I'd still ask the IFA but I'd expect them to provide the expected answer.

If comes down to your attitude to risk.

mafted · 06/01/2022 23:26

We did as advised and got a small mortgage and invested but took an amount from investments to pay the mortgage.
However this decision was made mostly because we knew we'd only be doing this short term, we planned for 5 years but it only ended up being for just shy of two years

ParentOfOne · 07/01/2022 00:07

OP, first of all you should leave enough in your cash and saving accounts to face any potential emergency: broken boiler, car break down / replacement, redundancy, etc. There's no point in being mortgage free if you then don't have a rainy day fund.

@DoYouRememberTheInnMiranda . @BlissfullyIgnorant , gearing means leverage, ie debt. Debt increases your gains but also your losses.

Say you buy something (eg a house) for 100, then you sell it for 110. You have made a 10% gain.

Now imagine borrowing half and paying 2% interest: you invest 25, pay 1.5 of interest (=75 x 2%), sell it for 110, you have made a profit of 10 - 1.5 = 8.5, but you have made it over an investment of 25 , so your return is not 10% but 34% (=8.5 / 25) .

If instead you sell it for 90, your loss is not 10% but 46% (=-11.5 / 25)

So, if you have enough cash in the bank, should you buy with a mortgage or without? This is basically the same question as: should you repay your mortgage early if you can?

Well, it all comes down to what else you can do with that money.
Quite obviously, if you are paying interest at 3% on your debts, like a mortgage, it makes sense to invest any spare cash only if that investment yields more than 3%; if it doesn't, you're better off repaying your debts first.

Investments with a guaranteed return, like a saving account, will almost never yield more than the cost of a mortgage.
Riskier investments, like investing in the stock market, may, but there is no guarantee. In general, the longer your investment horizon, the greater the chances that happens.

JulieGoods · 08/01/2022 09:20

Thanks everyone.

@ParentOfOne thanks for the in depth summary.

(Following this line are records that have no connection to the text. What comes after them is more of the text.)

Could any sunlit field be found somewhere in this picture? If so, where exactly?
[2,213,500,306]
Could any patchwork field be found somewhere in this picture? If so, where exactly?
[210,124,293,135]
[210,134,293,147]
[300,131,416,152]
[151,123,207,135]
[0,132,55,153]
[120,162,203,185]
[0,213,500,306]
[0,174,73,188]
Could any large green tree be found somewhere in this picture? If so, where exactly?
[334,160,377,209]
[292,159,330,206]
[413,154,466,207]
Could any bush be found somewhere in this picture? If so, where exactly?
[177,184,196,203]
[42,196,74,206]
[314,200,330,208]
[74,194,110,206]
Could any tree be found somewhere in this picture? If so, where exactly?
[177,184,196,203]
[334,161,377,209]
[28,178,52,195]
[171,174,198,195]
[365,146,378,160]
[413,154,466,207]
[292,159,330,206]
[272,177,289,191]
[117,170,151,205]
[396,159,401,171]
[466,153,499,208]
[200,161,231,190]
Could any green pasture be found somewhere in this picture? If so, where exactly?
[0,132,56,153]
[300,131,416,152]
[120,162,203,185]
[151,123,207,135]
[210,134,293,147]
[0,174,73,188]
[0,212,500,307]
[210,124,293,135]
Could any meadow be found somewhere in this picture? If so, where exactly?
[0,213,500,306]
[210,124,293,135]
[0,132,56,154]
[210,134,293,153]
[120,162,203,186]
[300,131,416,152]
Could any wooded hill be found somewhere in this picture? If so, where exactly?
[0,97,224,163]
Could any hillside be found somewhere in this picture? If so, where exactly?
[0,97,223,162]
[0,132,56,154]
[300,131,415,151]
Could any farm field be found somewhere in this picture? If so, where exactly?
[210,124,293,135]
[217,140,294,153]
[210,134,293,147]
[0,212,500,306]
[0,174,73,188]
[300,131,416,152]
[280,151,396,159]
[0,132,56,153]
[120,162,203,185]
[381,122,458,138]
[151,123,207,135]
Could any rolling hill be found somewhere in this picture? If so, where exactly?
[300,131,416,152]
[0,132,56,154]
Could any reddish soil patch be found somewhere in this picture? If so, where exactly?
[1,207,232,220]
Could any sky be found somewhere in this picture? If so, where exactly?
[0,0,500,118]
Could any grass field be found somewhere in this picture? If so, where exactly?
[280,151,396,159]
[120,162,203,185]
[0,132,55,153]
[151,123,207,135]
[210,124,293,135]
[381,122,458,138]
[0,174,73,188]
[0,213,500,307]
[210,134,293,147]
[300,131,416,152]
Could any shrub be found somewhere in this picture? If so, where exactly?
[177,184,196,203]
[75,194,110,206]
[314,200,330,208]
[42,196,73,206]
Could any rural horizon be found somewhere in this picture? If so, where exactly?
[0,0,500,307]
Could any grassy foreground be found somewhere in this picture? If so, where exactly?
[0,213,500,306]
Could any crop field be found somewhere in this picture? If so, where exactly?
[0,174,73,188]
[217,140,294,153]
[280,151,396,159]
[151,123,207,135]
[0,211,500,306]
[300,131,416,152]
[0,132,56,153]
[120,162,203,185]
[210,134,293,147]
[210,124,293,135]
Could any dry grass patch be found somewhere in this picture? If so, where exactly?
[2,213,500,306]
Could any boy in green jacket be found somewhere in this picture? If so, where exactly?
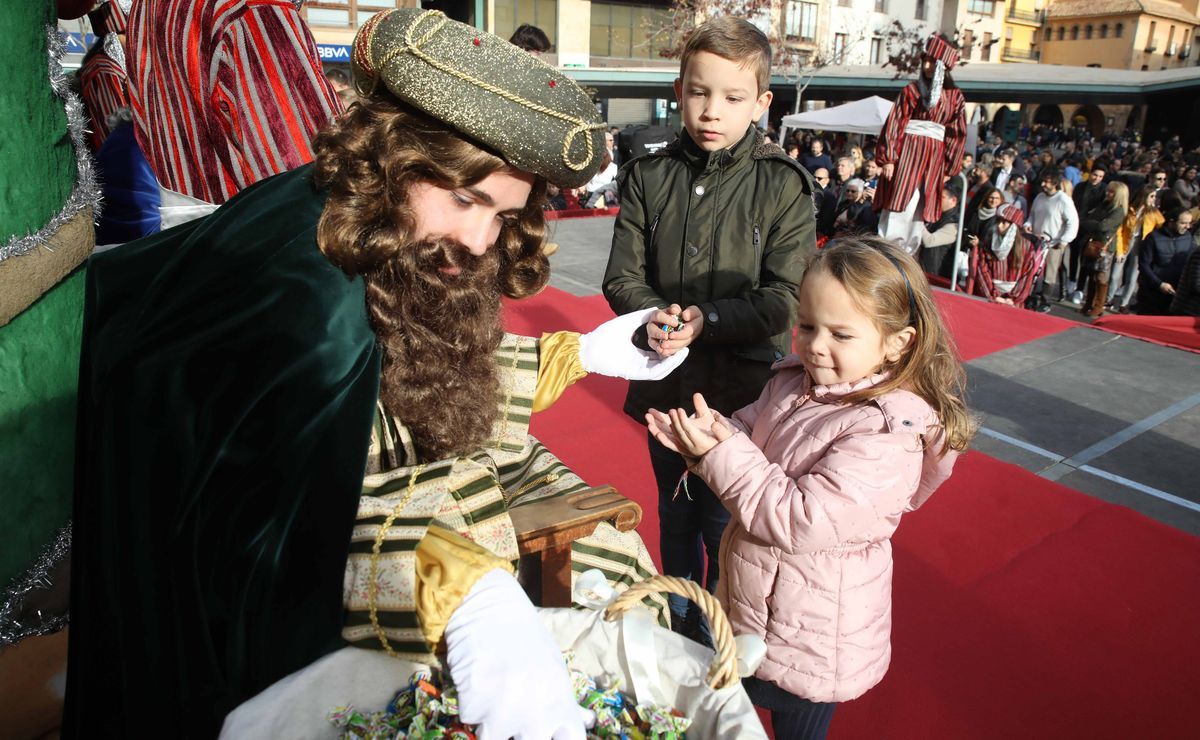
[604,17,816,637]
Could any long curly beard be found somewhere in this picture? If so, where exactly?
[364,240,504,462]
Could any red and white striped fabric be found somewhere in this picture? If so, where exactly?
[970,235,1039,307]
[874,82,967,222]
[79,49,130,151]
[127,0,342,204]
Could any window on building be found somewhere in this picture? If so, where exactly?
[833,34,848,65]
[492,0,558,43]
[305,0,407,29]
[784,0,820,41]
[590,0,671,59]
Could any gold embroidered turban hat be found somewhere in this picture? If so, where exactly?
[352,8,605,187]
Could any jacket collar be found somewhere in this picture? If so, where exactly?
[808,373,888,403]
[679,124,762,173]
[770,355,888,403]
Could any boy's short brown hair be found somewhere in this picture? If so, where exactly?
[679,16,770,95]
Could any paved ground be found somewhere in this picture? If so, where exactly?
[551,217,1200,535]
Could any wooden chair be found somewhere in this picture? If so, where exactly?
[509,486,642,607]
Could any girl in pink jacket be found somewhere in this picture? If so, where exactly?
[647,236,974,740]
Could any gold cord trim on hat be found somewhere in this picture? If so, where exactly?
[350,8,396,97]
[378,11,606,172]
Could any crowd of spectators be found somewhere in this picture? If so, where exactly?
[548,113,1200,317]
[768,120,1200,317]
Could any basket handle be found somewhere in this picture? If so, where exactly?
[604,576,739,690]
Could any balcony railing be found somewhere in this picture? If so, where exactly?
[1000,42,1042,61]
[1008,7,1043,23]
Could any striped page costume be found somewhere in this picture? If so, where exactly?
[79,47,130,151]
[127,0,342,204]
[970,232,1039,307]
[874,82,967,223]
[342,335,667,664]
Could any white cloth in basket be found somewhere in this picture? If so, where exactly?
[221,609,767,740]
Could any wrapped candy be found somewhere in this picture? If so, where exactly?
[328,655,691,740]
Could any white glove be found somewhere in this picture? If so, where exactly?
[580,308,688,380]
[445,570,593,740]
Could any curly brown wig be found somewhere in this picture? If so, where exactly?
[313,96,550,461]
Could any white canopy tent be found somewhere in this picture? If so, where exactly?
[779,95,892,142]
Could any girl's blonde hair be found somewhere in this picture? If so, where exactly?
[802,235,976,455]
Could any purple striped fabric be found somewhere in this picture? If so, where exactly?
[79,50,130,151]
[127,0,342,203]
[875,83,967,222]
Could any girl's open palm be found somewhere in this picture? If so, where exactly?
[646,393,733,458]
[670,393,733,457]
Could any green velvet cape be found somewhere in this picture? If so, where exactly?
[64,167,379,738]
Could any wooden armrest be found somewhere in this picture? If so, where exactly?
[509,486,642,607]
[509,486,642,555]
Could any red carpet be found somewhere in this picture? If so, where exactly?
[506,285,1200,740]
[1092,314,1200,353]
[934,290,1079,361]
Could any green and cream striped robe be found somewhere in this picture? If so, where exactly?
[342,335,667,663]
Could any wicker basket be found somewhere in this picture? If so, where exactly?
[604,576,739,688]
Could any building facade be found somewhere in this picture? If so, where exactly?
[1039,0,1200,71]
[1000,0,1045,64]
[830,0,942,66]
[941,0,1004,64]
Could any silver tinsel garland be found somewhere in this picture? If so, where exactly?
[0,524,71,648]
[0,25,101,648]
[0,25,101,267]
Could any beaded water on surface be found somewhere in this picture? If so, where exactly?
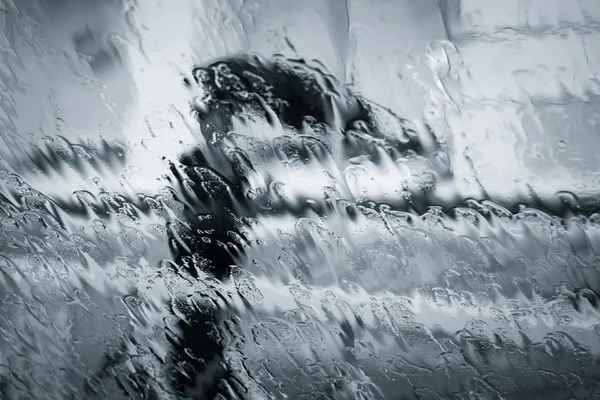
[0,0,600,399]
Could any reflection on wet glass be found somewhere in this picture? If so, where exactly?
[0,0,600,399]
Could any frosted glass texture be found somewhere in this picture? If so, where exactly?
[0,0,600,400]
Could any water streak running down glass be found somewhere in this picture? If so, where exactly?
[0,0,600,399]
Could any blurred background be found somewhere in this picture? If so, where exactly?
[0,0,600,399]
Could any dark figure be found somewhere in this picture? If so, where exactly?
[21,57,597,399]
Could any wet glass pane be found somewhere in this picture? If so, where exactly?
[0,0,600,400]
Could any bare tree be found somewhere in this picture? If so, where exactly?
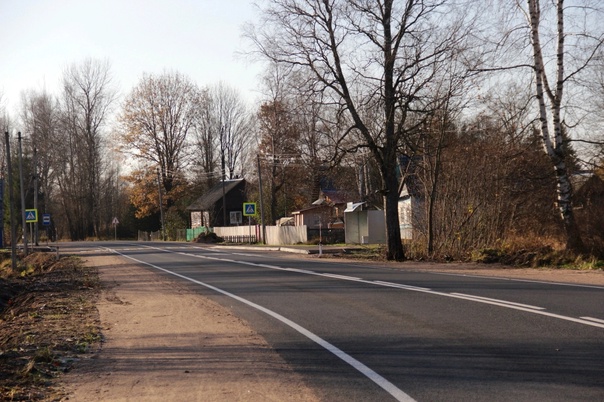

We keep our premium bonds as our emergency/rainy day money. And DCs are where we keep our holiday savings (when we can finally get to Florida). Kid ourselves while they sit they'll also win us the million Wink (nothing this month across all 4 of us!!!)

I think I'll maybe go for what IFA suggests but I'll be able to sound a lot more in the know thanks to all of your advice.